In a note to clients, Thomas Stolper, Goldman Sachs' London-based chief foreign-exchange strategist, wrote that people should be looking to buy euros using dollars, anticipating a tidy profit if the euro goes up to $1.30, the firm's target. (It is currently trading around $1.22.)
Stolper's call to buy euros is based on various assumptions, including his judgement from mid-July that the euro is undervalued, as expressed on the chart below. It is also based on the assumption, Stolper notes, that Draghi would be willing to use "the unlimited ECB resources to anchor front-end rates," a proposition most market-watchers see as a possibility, but not a given.

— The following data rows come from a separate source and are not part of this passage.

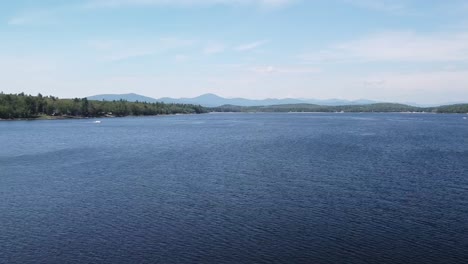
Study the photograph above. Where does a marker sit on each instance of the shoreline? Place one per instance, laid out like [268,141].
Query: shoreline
[41,118]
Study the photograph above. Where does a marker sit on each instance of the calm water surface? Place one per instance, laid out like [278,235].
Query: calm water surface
[236,188]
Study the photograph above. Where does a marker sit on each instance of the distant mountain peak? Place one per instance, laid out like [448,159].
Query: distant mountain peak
[212,100]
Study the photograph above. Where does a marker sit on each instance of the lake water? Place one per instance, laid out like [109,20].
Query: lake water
[236,188]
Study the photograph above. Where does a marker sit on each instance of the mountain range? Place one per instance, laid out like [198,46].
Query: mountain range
[212,100]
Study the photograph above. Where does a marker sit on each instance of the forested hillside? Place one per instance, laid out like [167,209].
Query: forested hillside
[379,107]
[14,106]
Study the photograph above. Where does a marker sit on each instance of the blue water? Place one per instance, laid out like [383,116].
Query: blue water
[236,188]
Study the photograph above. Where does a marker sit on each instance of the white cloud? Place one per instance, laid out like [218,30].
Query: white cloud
[181,57]
[117,50]
[392,6]
[397,47]
[273,69]
[33,17]
[183,3]
[214,49]
[251,46]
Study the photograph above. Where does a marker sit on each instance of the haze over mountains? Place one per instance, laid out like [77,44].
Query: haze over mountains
[212,100]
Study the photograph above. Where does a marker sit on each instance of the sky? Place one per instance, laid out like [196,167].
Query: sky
[413,51]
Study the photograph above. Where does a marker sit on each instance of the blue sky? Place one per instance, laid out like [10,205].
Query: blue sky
[388,50]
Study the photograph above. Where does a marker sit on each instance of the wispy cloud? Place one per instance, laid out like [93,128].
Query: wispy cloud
[33,17]
[183,3]
[393,6]
[289,69]
[214,48]
[251,45]
[118,50]
[397,47]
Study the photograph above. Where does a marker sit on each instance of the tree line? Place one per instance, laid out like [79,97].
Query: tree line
[13,106]
[378,107]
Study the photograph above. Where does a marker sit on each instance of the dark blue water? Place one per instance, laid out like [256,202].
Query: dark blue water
[236,188]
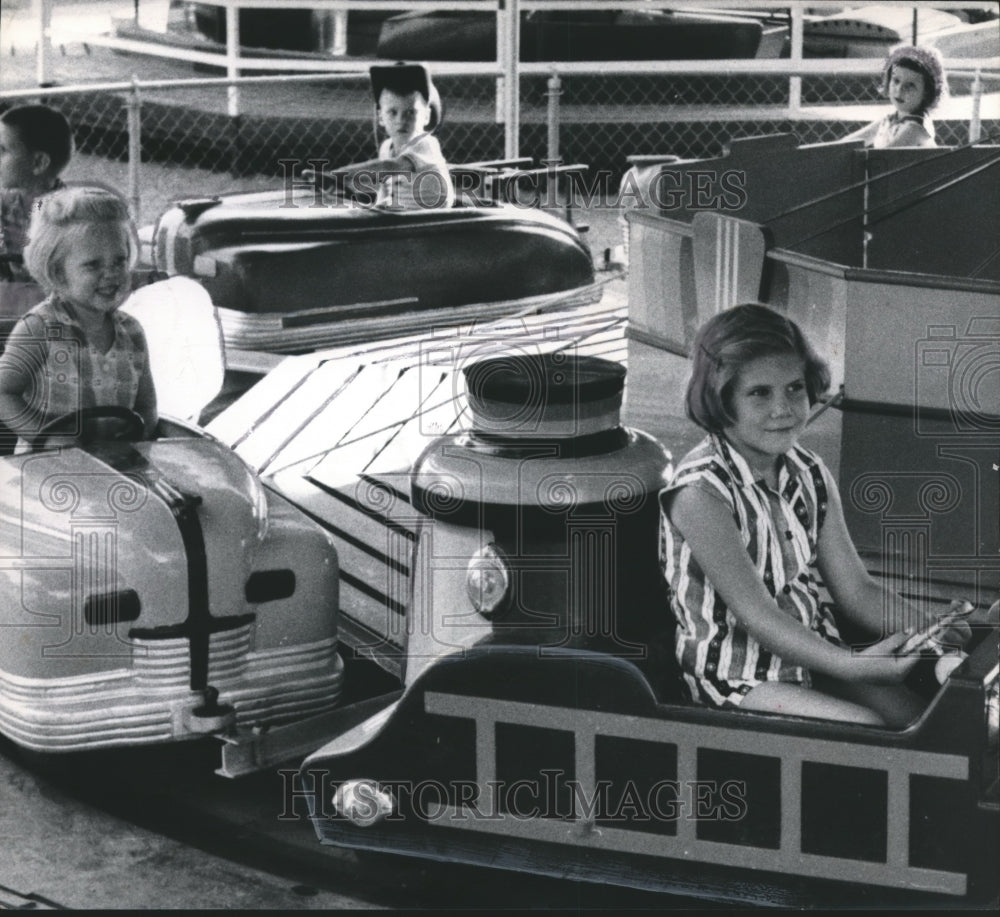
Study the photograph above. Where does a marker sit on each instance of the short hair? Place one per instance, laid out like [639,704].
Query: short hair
[62,216]
[43,130]
[402,79]
[927,62]
[726,343]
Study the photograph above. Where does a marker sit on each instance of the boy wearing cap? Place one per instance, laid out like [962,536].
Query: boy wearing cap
[36,144]
[410,170]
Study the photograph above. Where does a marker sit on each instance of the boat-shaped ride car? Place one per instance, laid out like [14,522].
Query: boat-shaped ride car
[292,271]
[540,726]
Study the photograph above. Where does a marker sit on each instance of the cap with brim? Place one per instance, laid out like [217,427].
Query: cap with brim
[403,78]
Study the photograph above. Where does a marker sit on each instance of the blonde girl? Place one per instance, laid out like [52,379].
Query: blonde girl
[76,350]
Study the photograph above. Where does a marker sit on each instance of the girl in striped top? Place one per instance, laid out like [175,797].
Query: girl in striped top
[913,80]
[746,519]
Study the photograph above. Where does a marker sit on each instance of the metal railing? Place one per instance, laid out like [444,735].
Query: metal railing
[570,110]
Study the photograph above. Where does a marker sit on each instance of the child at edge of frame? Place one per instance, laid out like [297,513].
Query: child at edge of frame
[76,350]
[410,170]
[745,518]
[914,81]
[36,145]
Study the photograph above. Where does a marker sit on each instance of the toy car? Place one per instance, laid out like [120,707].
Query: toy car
[156,590]
[294,270]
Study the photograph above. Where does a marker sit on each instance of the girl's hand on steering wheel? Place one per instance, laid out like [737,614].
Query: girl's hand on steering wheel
[882,662]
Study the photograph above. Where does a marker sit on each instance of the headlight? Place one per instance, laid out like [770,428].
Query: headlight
[487,580]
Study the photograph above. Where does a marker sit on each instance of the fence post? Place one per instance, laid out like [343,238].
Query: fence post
[134,111]
[975,123]
[511,47]
[552,155]
[233,56]
[795,53]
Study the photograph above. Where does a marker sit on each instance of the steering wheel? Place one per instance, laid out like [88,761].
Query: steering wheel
[99,424]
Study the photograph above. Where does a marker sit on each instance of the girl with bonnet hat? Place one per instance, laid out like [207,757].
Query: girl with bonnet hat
[913,80]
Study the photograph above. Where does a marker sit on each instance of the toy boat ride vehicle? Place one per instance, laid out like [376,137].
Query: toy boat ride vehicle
[541,727]
[156,590]
[289,276]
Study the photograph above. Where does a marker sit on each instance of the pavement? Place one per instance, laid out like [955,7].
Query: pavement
[60,850]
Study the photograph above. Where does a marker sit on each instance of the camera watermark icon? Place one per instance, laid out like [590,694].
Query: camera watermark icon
[957,380]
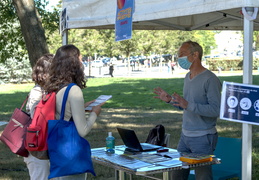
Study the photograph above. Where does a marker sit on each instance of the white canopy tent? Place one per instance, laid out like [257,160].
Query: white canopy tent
[176,15]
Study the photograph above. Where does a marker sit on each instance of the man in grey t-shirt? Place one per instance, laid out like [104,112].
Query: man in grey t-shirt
[201,106]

Additionally, Goldman appears to have a bullish interpretation of Draghi's announcement at the press conference Thursday regarding the role of the European Central Bank vis-a-vis Europe's established bailout funds. Goldman, like British bank Barclays Capital, understood Draghi's words that "the ECB cannot replace governments or the actions that other institutions have to do on the fiscal side" to mean Draghi was supporting "a reactivation of the SMP program but under the condition of a simultaneous EFSF/ESM program. Others, like French bank BNP Paribas, came to the exact opposite conclusion.

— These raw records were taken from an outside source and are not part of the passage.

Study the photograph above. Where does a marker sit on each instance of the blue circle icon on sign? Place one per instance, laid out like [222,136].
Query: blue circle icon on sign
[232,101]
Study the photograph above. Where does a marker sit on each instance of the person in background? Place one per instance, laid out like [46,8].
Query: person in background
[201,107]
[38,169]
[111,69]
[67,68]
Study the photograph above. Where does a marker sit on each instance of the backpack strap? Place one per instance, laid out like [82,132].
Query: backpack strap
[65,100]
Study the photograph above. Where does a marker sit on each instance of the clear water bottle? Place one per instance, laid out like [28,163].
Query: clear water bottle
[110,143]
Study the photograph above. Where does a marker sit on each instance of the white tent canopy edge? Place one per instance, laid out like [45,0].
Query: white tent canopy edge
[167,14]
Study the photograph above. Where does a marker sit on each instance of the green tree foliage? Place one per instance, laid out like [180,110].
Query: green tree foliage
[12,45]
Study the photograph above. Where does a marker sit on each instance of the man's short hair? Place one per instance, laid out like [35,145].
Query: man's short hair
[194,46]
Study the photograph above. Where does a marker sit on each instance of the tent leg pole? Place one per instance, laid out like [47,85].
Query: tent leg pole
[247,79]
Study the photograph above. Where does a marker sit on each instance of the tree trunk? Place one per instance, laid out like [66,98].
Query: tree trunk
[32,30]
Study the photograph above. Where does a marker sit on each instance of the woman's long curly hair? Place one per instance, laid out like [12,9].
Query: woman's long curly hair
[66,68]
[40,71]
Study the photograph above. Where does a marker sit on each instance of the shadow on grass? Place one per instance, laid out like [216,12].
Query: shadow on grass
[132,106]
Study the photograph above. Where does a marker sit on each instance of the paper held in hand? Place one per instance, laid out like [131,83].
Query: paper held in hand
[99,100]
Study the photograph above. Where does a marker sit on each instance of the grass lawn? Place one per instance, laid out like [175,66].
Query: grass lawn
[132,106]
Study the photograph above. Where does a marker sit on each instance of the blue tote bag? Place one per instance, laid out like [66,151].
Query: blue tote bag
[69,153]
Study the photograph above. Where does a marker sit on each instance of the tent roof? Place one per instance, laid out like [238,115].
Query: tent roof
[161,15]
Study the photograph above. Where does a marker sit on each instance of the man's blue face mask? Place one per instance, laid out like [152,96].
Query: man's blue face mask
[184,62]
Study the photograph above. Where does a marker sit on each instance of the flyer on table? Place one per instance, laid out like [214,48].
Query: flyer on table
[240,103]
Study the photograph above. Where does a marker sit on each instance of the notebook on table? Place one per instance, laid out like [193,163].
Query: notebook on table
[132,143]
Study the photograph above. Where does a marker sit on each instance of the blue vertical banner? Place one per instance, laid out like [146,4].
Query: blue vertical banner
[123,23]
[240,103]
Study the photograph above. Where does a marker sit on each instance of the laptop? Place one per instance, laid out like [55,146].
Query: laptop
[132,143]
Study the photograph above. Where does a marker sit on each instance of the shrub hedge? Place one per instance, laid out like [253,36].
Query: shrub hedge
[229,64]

Of course not all foreign exchange strategists agree the euro is bound for an upswing. At Barclays Capital, head of European FX Strategy Guillermos Felices penned a research note Monday that included the following startling chart, which shows the bank expects the euro to drop to $1.15 within 12 months.
But, interestingly, even Barclays agrees with Draghi that shorting the euro is not worth the risk. The bank's recommendation: Buy "put spreads" on the euro that will pay off handsomely if the currency falls to $1.19 or lower within the next six months, but will protect investment if the euro rises instead.